The tax law has a number of provisions that have different results depending on whether the subject is viewed as a business or as an investment. The words "business" and "investment" have particular meanings in tax parlance even though we look at putting money into any type of business as an investment.
Here are some situations in which distinctions matter:
If you loan money and aren't repaid, how you treat your loss depends on whether the debt is viewed in tax law as a business bad debt or a nonbusiness bad debt. A business bad debt is fully deductible and needs to become only partially worthless. A nonbusiness bad debt is treated as a short-term capital loss (regardless of how long the loan was outstanding), which can be deducted only to the extent of capital gains and a limited amount of ordinary income each year with excess losses carried forward. The debt must be fully worthless (noncollectible in any amount).

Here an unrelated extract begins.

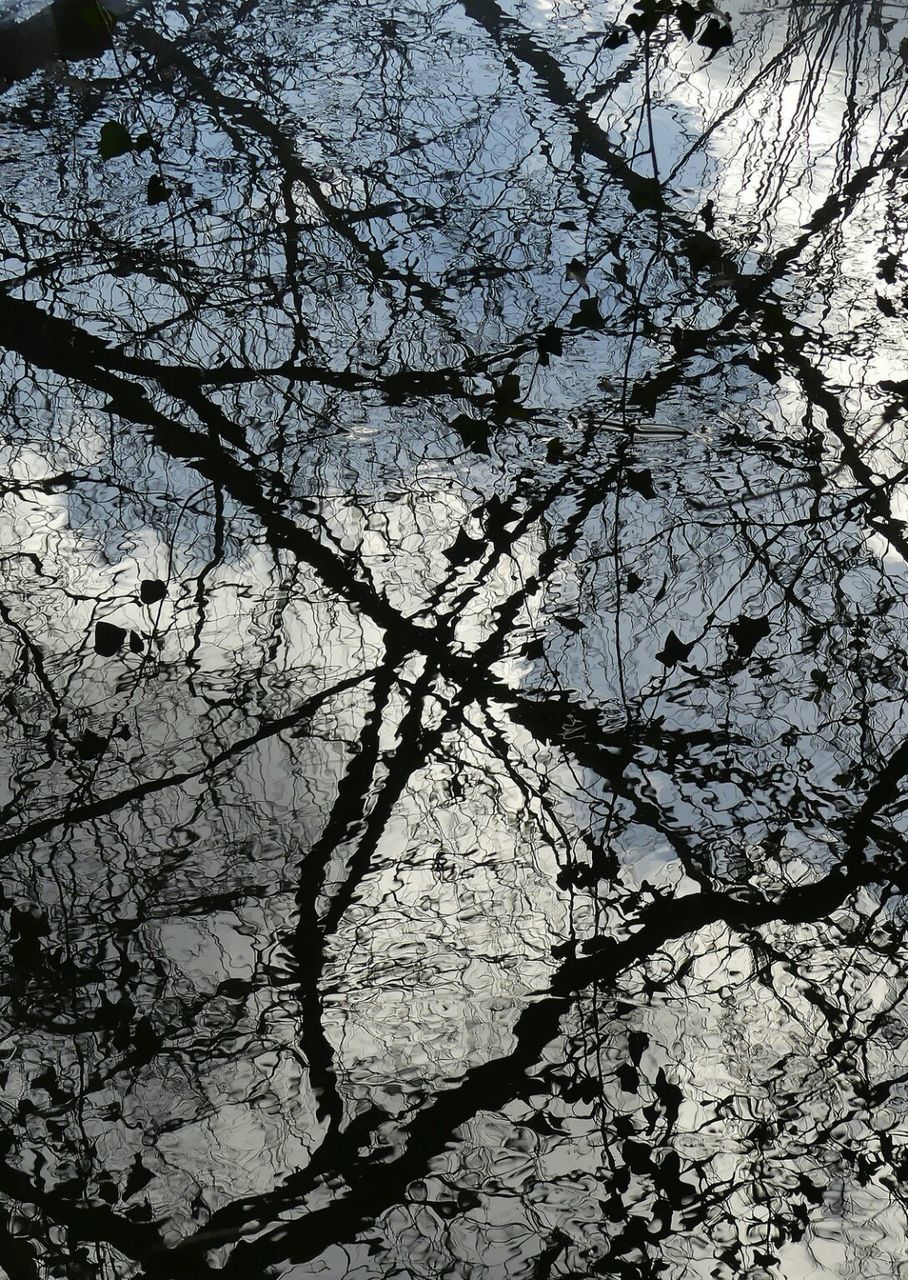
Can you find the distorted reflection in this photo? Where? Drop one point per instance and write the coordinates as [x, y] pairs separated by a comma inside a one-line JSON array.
[[454, 536]]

The tax law defines a business bad debt as one that arises in the context of a business (such as credit sales to customers and loans to employees). A nonbusiness bad debt is any other bad debt (such as loans related to investments).
The main challenge is properly classifying loans made by shareholder-employees. If the main reason for the loan is to protect salary from the corporation, then an unpaid loan is a business bad debt. If it's to protect the investment in the corporation, it's a nonbusiness bad debt. The determination is based on facts and circumstances.

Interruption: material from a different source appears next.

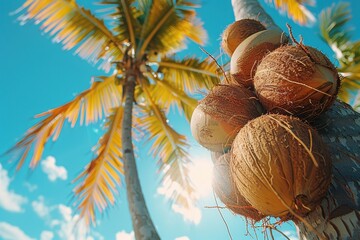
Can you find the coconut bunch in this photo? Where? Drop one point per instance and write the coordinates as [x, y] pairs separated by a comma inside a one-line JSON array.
[[274, 162]]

When in a position to argue either type of bad debt, which is better? Obviously, an owner's overall tax position is the starting point for any decision. But nonbusiness bad debts usually produce a better tax result: while subject to capital loss limits, they can be carried forward and used eventually. In contrast, business bad debts of shareholder-employees are treated as miscellaneous itemized deductions, which are subject to a 2%-of-adjusted-gross-income threshold, an overall reduction for itemized deductions if such individuals are high-income taxpayers, and a disallowance for alternative minimum tax purposes. Thus, the tax benefit from any business bad debt may be nominal or none.
Passive activity losses
Business losses usually can be used to offset an owner's other income for the year. Business losses that aren't used currently may be treated as net operating losses that can be carried back and then forward to offset income in other years and save taxes.
However, if the business is viewed as a passive activity, losses are limited to the owner's passive activity income from this and any other passive activities (e.g., any rental real estate). So making an investment in a business as a "silent partner" merely creates passive income or loss. In order to escape this treatment, an owner must demonstrate that he/she materially participates in the operations of the business. There are 7 tests for material participation (limited partners may only use 3 of the 7 tests). See IRS Publication 925.
If you take a loan to buy a business, the interest on that loan may be viewed as business interest, which is fully deductible, or investment interest, which is deductible only to the extent of investment interest for the year, with any excess income carried forward. Here are some parameters:
- Interest on a loan to buy a sole proprietorship (or set the business up as a one-member limited liability company) that the owner runs is treated as business interest because the owner is buying assets, not stock. It is deductible on Schedule C.
- Interest on a loan to buy stock in a C corporation is always investment interest, even though the corporation may be closely held. The interest is deducted as an itemized deduction on the owner's Schedule A of Form 1040.
- Interest on a loan to buy into an S corporation, partnership, or limited liability company is not easily categorized. Assuming that the owner materially participates (i.e., is active in day-to-day business operations, then the IRS says to allocate the interest expense according to the business' assets, using any reasonable method. The portion allocated to the assets used in the business (as opposed to the business' investments) interest is then deducted on the owner's Schedule E.
Work with your tax advisor to make sure your business activities are conducted in a way that optimizes your tax results.